The population of Grodno was told that they were not allowed to help Jewish people, to bring food to the Jewish people, or to hide Jewish people. If someone tried to do it, he was killed. That's how the Yatskevich family was shot because they were hiding a Jewish child. Michail Uminski was shot because he was trying to hide his wife who was Jewish.

In September 1942, the ghetto population was informed that they would be taken to the Working camps of Germany, and at night, the citizens of Grodno were awakened because of the shooting in the streets. The restrained people made an attempt to escape. For some of them it was a successful attempt, but 132 were shot. The next day, Kurt Vise ordered that three people, Prenskaya, Druker, and Shpindler, be hanged because they didn't inform about the escape.

When Kurt Vise knocked the chair from under the feet of Prenskaya, she spat into his face.

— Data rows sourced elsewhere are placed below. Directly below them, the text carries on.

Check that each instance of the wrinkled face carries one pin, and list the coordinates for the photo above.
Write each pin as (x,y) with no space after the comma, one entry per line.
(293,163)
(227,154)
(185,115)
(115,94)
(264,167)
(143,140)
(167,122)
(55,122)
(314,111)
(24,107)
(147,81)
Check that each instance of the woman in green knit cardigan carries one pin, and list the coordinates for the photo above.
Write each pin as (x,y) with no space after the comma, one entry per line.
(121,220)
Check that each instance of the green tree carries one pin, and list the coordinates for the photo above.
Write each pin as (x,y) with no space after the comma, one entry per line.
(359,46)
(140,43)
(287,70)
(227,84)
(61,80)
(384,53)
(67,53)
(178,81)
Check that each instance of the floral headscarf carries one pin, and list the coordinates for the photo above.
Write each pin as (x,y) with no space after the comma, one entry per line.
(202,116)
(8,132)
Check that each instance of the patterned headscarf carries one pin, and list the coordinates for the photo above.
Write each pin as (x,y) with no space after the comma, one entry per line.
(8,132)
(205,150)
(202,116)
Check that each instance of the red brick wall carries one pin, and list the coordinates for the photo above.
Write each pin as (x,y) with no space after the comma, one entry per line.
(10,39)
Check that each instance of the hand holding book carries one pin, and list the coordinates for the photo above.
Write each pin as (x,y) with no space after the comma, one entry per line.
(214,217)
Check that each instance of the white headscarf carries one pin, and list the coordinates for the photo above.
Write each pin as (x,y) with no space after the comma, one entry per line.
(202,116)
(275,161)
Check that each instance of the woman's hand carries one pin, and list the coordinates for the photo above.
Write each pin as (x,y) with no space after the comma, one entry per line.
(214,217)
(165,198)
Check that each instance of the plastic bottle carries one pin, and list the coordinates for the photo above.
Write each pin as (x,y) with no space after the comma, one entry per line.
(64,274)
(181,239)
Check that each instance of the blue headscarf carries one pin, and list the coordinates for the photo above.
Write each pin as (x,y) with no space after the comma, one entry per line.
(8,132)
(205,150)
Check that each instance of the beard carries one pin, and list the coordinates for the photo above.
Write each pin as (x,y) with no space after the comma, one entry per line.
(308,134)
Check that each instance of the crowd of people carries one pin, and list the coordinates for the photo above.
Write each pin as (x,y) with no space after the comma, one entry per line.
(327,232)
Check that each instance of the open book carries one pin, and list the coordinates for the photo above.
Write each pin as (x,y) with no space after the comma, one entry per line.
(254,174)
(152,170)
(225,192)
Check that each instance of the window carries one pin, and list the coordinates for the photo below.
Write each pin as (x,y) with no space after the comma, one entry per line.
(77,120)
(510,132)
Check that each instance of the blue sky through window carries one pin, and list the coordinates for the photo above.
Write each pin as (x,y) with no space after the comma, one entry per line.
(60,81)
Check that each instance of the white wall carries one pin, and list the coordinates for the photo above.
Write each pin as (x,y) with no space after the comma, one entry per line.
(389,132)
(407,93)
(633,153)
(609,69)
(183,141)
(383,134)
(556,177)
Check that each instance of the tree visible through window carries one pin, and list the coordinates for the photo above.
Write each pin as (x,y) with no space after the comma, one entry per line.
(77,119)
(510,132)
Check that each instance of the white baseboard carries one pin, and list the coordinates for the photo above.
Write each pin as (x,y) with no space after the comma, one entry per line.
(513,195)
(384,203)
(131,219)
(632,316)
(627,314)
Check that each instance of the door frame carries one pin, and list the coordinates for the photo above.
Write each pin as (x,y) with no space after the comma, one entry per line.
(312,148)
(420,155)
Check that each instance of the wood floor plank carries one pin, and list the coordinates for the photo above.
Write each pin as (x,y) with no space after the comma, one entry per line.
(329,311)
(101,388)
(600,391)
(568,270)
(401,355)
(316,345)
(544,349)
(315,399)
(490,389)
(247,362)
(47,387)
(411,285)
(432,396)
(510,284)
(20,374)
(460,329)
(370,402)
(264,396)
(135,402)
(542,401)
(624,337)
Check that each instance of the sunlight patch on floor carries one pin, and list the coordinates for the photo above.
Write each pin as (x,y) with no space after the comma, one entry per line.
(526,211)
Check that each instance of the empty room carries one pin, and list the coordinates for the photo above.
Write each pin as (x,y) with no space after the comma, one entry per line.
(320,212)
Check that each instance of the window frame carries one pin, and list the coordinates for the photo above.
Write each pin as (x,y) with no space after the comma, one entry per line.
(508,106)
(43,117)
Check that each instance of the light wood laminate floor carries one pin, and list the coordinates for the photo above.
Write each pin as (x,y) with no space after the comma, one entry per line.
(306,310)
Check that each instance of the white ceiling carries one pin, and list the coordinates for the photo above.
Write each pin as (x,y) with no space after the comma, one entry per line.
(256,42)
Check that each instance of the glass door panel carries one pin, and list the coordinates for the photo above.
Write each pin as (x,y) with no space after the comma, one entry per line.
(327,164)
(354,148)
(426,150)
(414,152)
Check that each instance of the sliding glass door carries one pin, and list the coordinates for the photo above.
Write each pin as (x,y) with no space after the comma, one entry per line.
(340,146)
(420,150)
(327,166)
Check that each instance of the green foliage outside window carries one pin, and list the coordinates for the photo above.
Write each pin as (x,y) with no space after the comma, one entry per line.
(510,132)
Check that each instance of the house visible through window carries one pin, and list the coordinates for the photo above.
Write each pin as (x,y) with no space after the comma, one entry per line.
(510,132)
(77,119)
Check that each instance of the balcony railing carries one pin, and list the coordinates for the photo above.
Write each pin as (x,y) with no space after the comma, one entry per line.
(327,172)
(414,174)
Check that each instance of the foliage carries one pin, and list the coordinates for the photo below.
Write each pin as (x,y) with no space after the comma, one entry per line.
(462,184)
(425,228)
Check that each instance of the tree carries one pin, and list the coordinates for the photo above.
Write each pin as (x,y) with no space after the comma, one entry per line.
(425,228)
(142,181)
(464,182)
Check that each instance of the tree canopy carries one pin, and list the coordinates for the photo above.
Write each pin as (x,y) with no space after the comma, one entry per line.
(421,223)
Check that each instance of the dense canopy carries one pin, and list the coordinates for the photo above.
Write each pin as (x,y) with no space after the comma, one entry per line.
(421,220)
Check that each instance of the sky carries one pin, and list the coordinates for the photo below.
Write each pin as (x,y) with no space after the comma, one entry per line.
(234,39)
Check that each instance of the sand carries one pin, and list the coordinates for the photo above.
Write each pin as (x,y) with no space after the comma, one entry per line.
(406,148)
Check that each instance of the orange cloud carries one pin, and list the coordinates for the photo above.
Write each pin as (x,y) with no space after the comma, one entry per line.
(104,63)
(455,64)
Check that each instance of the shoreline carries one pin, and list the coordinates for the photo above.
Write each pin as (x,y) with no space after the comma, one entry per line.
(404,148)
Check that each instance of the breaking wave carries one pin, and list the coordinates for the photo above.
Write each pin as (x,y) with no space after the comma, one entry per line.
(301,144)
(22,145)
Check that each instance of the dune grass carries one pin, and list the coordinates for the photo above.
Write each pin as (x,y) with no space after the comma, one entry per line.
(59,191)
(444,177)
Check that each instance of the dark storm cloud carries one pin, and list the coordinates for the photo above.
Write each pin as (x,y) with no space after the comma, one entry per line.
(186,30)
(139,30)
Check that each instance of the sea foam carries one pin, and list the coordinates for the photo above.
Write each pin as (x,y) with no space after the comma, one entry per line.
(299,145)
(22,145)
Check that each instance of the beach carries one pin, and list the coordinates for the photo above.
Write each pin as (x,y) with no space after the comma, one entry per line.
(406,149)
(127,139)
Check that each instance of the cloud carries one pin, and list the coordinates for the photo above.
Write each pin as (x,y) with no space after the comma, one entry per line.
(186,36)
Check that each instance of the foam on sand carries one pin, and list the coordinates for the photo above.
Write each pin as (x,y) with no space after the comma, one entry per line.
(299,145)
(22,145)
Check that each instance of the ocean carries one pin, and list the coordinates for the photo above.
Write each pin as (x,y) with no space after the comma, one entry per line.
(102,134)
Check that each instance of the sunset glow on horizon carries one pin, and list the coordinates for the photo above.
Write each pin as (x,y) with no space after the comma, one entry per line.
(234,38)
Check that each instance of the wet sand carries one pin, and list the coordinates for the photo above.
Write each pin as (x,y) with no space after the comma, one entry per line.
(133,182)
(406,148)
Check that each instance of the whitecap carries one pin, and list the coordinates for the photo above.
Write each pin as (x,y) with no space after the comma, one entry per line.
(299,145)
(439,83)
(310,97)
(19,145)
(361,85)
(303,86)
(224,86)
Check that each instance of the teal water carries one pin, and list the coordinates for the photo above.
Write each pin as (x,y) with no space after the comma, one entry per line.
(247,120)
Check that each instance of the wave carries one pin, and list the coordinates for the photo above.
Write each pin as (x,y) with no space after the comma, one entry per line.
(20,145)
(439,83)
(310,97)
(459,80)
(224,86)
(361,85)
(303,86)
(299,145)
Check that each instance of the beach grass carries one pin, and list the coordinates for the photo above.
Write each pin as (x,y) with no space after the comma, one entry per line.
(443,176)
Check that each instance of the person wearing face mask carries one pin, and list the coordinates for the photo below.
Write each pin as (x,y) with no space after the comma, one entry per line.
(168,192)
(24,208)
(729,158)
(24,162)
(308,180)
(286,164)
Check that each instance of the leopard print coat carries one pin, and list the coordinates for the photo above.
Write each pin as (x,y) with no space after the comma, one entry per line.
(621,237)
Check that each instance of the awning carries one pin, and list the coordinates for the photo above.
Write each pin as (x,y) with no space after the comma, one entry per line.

September 9 was the beginning of the liquidation of Grodno ghetto. It had three stages. During the night of September 14, almost 1600 people were taken to the station and sent to Auschwitz. The only one who didn't die was Freilihman who said later that they were taken by train for three days and nights without food and water and then taken to the gas chambers and the dead bodies were burned in crematoriums. During the night of September 21, 2400 more people more were taken to the station. They shared the destiny of their brothers and sisters.

Seventeen thousand Jews were still in the ghetto. Again 2,000 people were taken by the end of September 1942, then another 3,000. First, they walked to Kolbasino, and at the head of the column was a Jew whom the Germans had decorated with a pot on his head with bells on it. Another Jew had to drum, and a famous Jewish violinist, Skibelski had to play Jewish folk melodies. That was the road to death.